An NHS result - but what's the cause of it?

A fascinating finding from the National Health Service here. That old people in hospital do better if they’re fed more. Specifically, those going in for hip problems fare very much better if they’re fed an extra meal a day. The question is here, well, what’s the cause of this improvement?

Giving elderly patients an extra meal a day halves their chances of dying in hospital, an NHS pilot scheme is showing.

Death rates among those admitted with hip fractures have plummeted since the scheme was introduced two years ago, prompting medical chiefs to consider recommending it nationally, The Telegraph can reveal.

Experts behind the programme say older patients are typically failing to consume enough nutrients while convalescing on geriatric wards.

They believe this contributes to the toll of more than 4,000 elderly people who die within a month of being admitted for a hip fracture each year.

What we do now is obvious enough - we feed old people in hospital more.

But we’d still like to know why this is so, why is there this improvement?

As a first estimate we’d not think that a national and government managed health care system was providing insufficient calories in the general diet. All those experts, all that attention paid to hospital food, it simply cannot be that we are starving our elderly. Not by plan at least.

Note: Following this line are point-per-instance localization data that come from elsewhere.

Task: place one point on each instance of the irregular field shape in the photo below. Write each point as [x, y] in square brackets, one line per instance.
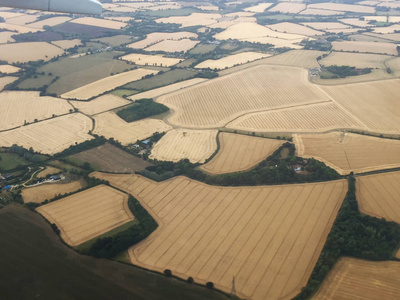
[231, 60]
[308, 118]
[40, 193]
[370, 47]
[269, 237]
[154, 93]
[50, 136]
[18, 107]
[239, 152]
[88, 214]
[106, 84]
[361, 279]
[110, 125]
[100, 104]
[109, 158]
[348, 152]
[24, 52]
[152, 60]
[178, 144]
[378, 195]
[216, 102]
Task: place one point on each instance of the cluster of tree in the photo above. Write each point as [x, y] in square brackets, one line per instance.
[355, 235]
[142, 108]
[109, 247]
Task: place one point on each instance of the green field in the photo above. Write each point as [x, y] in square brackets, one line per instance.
[36, 265]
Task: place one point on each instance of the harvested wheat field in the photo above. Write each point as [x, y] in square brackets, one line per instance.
[24, 52]
[156, 37]
[216, 102]
[319, 117]
[47, 171]
[378, 195]
[231, 60]
[358, 60]
[151, 60]
[353, 278]
[88, 214]
[178, 144]
[100, 104]
[154, 93]
[173, 46]
[268, 237]
[369, 47]
[348, 152]
[106, 84]
[43, 192]
[99, 23]
[239, 152]
[50, 136]
[16, 108]
[112, 126]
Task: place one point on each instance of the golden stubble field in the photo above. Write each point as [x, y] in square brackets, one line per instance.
[379, 195]
[88, 214]
[239, 152]
[268, 237]
[361, 279]
[216, 102]
[348, 152]
[16, 108]
[177, 144]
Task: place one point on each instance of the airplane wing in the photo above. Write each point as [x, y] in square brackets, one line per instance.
[66, 6]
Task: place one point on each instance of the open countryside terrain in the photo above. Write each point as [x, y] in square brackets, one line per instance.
[88, 214]
[268, 237]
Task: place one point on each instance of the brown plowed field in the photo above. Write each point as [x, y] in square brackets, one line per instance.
[88, 214]
[268, 237]
[379, 195]
[353, 279]
[239, 152]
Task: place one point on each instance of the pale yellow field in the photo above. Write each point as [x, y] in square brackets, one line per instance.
[258, 8]
[24, 52]
[156, 37]
[100, 104]
[379, 195]
[232, 60]
[216, 102]
[177, 144]
[47, 171]
[50, 22]
[17, 107]
[293, 28]
[151, 60]
[7, 69]
[99, 23]
[268, 237]
[361, 279]
[343, 7]
[348, 152]
[66, 44]
[358, 60]
[50, 136]
[239, 152]
[173, 46]
[110, 125]
[167, 89]
[194, 19]
[369, 47]
[288, 8]
[106, 84]
[40, 193]
[307, 118]
[88, 214]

So, what is it? Our suspicion - and it’s very much a suspicion, nothing else - would be that the process of an experiment like this is what has caused the benefit. To do an experiment one must measure exactly how much people are eating. Monitor matters. Make sure they are ingesting the food provided. It could possibly be - and we mention this as only the vaguest of possibilities - that without the experiment not enough attention is paid to how much of the food provided is actually being eaten.

Perhaps, whisper it, not enough nursing attention is given to people finishing up their plate?

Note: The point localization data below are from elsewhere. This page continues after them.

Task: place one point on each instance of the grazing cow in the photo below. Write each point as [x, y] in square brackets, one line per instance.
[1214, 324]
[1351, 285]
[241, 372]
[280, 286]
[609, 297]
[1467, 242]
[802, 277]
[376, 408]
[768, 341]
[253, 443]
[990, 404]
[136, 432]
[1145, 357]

Fortunately this is easy enough to test. Run two wards on equal experiments, equal in their measurement and monitoring methods at least. Provide that extra meal on one, not on the other. That way we’ll find out whether it’s the extra food being provided - that is, our current meal plans just don’t contain enough calories - or the extra attention to the food provided being eaten - that we’ve an inadequacy in nursing attention.

It’ll be fascinating to see the results, won’t it?